Why & When should I use SPARSE COLUMN? (SQL SERVER 2008)

40,328

Solution 1

A sparse column doesn't use 4x the amount of space to store a value, it uses a (fixed) 4 extra bytes per non-null value. (As you've already stated, a NULL takes 0 space.)

  • So a non-null value stored in a bit column would be 1 bit + 4 bytes = 4.125 bytes. But if 99% of these are NULL, it is still a net savings.

  • A non-null value stored in a GUID (UniqueIdentifier) column is 16 bytes + 4 bytes = 20 bytes. So if only 50% of these are NULL, that's still a net savings.

So the "expected savings" depends strongly on what kind of column we're talking about, and your estimate of what ratio will be null vs non-null. Variable width columns (varchars) are probably a little more difficult to predict accurately.

This Books Online Page has a table showing what percentage of different data types would need to be null for you to end up with a benefit.

So when should you use a Sparse Column? When you expect a significant percentage of the rows to have a NULL value. Some examples that come to mind:

  • A "Order Return Date" column in an order table. You would hope that a very small percent of sales would result in returned products.
  • A "4th Address" line in an Address table. Most mailing addresses, even if you need a Department name and a "Care Of" probably don't need 4 separate lines.
  • A "Suffix" column in a customer table. A fairly low percent of people have a "Jr." or "III" or "Esquire" after their name.

Solution 2

  • Storing a null in a sparse column takes up no space at all.

  • To any external application the column will behave the same

  • Sparse columns work really well with filtered indexes as you will only want to create an index to deal with the non-empty attributes in the column.

  • You can create a column set over the sparse columns that returns an xml clip of all of the non-null data from columns covered by the set.
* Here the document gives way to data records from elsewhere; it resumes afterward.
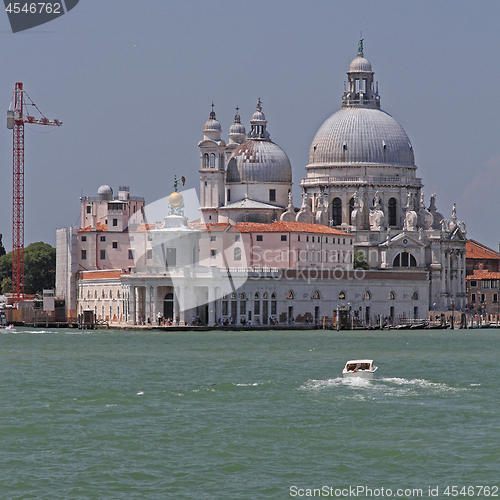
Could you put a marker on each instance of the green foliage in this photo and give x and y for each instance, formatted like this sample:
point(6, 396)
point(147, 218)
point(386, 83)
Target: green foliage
point(6, 286)
point(39, 267)
point(2, 248)
point(360, 261)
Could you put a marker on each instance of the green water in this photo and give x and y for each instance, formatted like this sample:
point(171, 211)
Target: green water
point(228, 415)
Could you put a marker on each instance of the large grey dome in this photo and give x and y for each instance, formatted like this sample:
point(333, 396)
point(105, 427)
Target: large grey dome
point(259, 161)
point(361, 135)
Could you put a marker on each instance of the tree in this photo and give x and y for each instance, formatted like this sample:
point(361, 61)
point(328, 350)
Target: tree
point(360, 261)
point(6, 286)
point(2, 248)
point(39, 268)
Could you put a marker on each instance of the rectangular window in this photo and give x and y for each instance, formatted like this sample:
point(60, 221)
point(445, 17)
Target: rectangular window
point(171, 257)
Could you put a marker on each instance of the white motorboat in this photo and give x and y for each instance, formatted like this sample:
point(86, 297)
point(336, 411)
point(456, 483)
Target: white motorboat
point(362, 368)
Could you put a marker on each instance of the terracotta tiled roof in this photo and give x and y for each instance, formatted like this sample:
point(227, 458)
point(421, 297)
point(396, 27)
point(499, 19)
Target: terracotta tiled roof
point(142, 228)
point(286, 227)
point(483, 275)
point(274, 227)
point(107, 273)
point(99, 227)
point(476, 250)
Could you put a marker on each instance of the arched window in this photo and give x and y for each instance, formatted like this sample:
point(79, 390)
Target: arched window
point(274, 307)
point(392, 212)
point(351, 208)
point(337, 211)
point(404, 259)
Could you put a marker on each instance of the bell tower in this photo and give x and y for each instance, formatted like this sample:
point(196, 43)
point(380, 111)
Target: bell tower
point(212, 168)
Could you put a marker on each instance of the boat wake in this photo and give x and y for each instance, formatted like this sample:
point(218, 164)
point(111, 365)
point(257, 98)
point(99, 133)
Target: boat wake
point(388, 386)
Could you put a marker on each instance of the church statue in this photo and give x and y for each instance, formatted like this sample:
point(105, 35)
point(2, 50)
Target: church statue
point(411, 218)
point(376, 216)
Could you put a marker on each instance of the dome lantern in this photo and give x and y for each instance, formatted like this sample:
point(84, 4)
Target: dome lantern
point(360, 90)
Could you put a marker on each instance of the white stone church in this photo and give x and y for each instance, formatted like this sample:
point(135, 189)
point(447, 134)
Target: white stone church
point(360, 193)
point(361, 178)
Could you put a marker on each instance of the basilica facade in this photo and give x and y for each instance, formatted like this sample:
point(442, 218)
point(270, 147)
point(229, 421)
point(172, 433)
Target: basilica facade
point(361, 178)
point(253, 255)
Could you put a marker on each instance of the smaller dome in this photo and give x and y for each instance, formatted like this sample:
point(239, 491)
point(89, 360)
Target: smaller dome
point(105, 192)
point(212, 123)
point(360, 65)
point(175, 199)
point(237, 127)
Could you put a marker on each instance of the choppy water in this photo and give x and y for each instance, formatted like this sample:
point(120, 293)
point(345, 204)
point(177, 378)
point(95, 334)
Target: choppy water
point(227, 415)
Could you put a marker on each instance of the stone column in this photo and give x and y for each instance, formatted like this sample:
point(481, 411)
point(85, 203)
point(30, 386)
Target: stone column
point(211, 306)
point(155, 305)
point(147, 312)
point(131, 306)
point(136, 305)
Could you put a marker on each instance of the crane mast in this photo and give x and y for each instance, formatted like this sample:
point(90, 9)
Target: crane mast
point(16, 118)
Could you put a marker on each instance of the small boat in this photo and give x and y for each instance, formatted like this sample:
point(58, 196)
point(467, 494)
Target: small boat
point(362, 368)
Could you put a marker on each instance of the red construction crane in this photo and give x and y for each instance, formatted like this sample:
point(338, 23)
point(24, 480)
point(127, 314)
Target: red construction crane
point(16, 118)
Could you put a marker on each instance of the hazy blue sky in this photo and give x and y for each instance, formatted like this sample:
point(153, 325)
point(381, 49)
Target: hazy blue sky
point(133, 82)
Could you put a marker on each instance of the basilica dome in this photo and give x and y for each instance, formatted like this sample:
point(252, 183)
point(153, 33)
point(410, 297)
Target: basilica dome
point(259, 161)
point(363, 135)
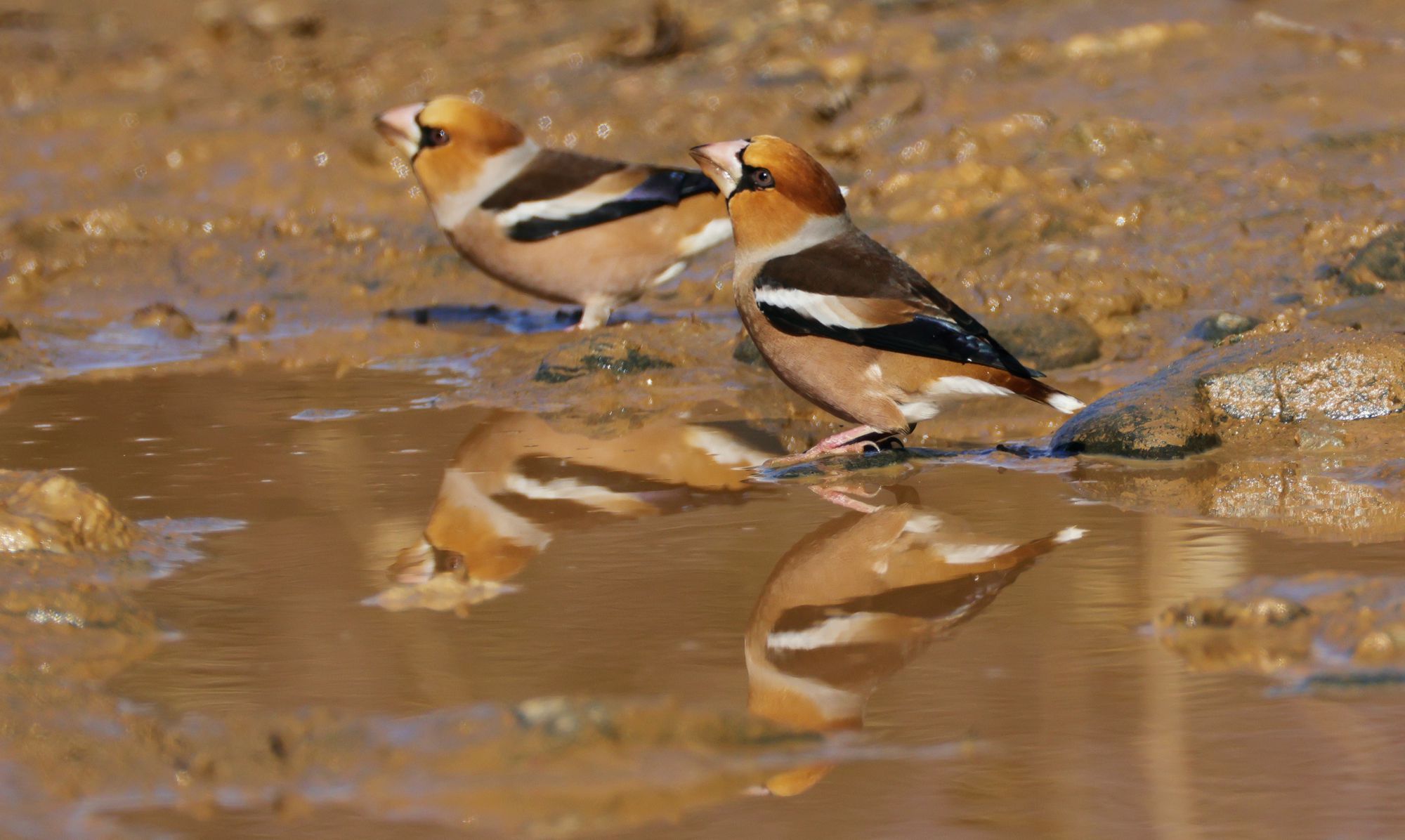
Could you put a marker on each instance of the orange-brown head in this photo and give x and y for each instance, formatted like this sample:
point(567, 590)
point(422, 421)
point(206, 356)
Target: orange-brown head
point(450, 143)
point(775, 190)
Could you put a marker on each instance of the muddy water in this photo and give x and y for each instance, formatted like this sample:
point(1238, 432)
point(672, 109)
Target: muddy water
point(362, 556)
point(636, 565)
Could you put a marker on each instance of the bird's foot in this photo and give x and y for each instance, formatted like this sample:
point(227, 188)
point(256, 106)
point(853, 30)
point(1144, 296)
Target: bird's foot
point(844, 497)
point(818, 454)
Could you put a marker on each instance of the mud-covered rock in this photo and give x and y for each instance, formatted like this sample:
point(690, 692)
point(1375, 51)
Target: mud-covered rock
point(662, 37)
point(1312, 497)
point(872, 117)
point(747, 352)
point(256, 318)
point(1049, 341)
point(1191, 407)
point(1365, 314)
point(51, 512)
point(166, 318)
point(1313, 627)
point(598, 353)
point(1378, 266)
point(1220, 327)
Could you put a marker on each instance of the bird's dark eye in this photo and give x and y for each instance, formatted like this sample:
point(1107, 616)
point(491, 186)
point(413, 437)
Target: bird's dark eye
point(433, 137)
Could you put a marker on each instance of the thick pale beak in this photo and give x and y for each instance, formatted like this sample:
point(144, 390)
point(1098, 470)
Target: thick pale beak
point(400, 129)
point(721, 162)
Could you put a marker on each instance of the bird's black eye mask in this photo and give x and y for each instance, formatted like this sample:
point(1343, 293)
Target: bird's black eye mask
point(754, 178)
point(431, 137)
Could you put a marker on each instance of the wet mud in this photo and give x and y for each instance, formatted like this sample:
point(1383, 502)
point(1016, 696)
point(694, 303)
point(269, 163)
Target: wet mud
point(311, 530)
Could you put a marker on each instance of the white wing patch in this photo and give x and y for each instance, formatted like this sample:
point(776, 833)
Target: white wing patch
point(561, 207)
point(839, 630)
point(827, 310)
point(946, 391)
point(452, 209)
point(1064, 402)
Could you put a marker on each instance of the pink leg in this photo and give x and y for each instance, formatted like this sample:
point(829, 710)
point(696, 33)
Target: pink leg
point(835, 445)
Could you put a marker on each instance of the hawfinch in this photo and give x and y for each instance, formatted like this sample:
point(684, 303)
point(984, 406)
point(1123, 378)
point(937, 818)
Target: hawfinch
point(557, 225)
point(838, 317)
point(855, 602)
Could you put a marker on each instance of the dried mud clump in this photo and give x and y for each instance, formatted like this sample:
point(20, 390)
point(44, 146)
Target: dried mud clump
point(1240, 390)
point(599, 353)
point(1313, 627)
point(1378, 266)
point(166, 318)
point(1310, 498)
point(1049, 342)
point(50, 512)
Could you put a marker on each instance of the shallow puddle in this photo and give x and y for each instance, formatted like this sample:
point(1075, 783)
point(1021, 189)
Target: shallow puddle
point(987, 630)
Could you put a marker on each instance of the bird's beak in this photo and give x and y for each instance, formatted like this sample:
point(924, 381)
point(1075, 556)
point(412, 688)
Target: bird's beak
point(721, 162)
point(400, 129)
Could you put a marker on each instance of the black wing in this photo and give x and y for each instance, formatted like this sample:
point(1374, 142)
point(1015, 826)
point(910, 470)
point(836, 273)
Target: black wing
point(563, 175)
point(924, 322)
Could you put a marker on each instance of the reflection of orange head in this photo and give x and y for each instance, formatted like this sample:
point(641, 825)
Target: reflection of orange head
point(797, 782)
point(488, 550)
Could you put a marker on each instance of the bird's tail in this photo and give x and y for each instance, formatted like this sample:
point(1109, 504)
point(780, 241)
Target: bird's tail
point(1050, 397)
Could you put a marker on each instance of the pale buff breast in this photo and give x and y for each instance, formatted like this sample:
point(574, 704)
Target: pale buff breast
point(830, 374)
point(612, 262)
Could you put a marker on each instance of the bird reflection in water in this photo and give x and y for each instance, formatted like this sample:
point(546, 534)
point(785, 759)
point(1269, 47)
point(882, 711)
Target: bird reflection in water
point(855, 602)
point(518, 480)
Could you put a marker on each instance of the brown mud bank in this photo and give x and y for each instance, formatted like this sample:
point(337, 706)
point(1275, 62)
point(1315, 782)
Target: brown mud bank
point(1026, 157)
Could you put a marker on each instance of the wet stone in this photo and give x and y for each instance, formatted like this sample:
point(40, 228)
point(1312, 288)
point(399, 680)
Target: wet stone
point(1365, 314)
point(1288, 377)
point(1049, 341)
point(1378, 266)
point(595, 355)
point(166, 318)
point(1220, 327)
point(51, 512)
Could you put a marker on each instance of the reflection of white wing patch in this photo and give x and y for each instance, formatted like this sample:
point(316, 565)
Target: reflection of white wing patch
point(841, 630)
point(723, 447)
point(574, 491)
point(965, 556)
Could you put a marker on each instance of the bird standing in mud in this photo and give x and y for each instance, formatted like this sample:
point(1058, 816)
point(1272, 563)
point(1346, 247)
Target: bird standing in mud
point(557, 225)
point(842, 320)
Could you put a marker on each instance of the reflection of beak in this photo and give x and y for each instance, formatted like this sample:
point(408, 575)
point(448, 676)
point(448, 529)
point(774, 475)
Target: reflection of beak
point(721, 162)
point(400, 129)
The column set behaves like a column itself. Note: you can only have one column set per table.

  • Change Data Capture and Transactional replication both work, but not the column sets feature.

Downsides

  • If a sparse column has data in it it will take 4 more bytes than a normal column e.g. even a bit (0.125 bytes normally) is 4.125 bytes and unique identifier rises form 16 bytes to 20 bytes.

  • Not all data type can be sparse: text, ntext, image, timestamp, user-defined data type, geometry, or geography or varbinray (max) with the FILESTREAM attribute cannot be sparse. (Changed17/5/2009 thanks Alex for spotting the typo)

  • computed columns can't be sparse (although sparse columns can take part in a calculation in another computed column)

  • You can't apply rules or have default values.

  • Sparse columns cannot form part of a clustered index. If you need to do that use a computed column based on the sparse column and create the clustered index on that (which sort of defeats the object).

  • Merge replication doesn't work.

  • Data compression doesn't work.

  • Access (read and write) to sparse columns is more expensive, but I haven't been able to find any exact figures on this.

Reference

Solution 3

You're reading it wrong - it never takes 4x the space.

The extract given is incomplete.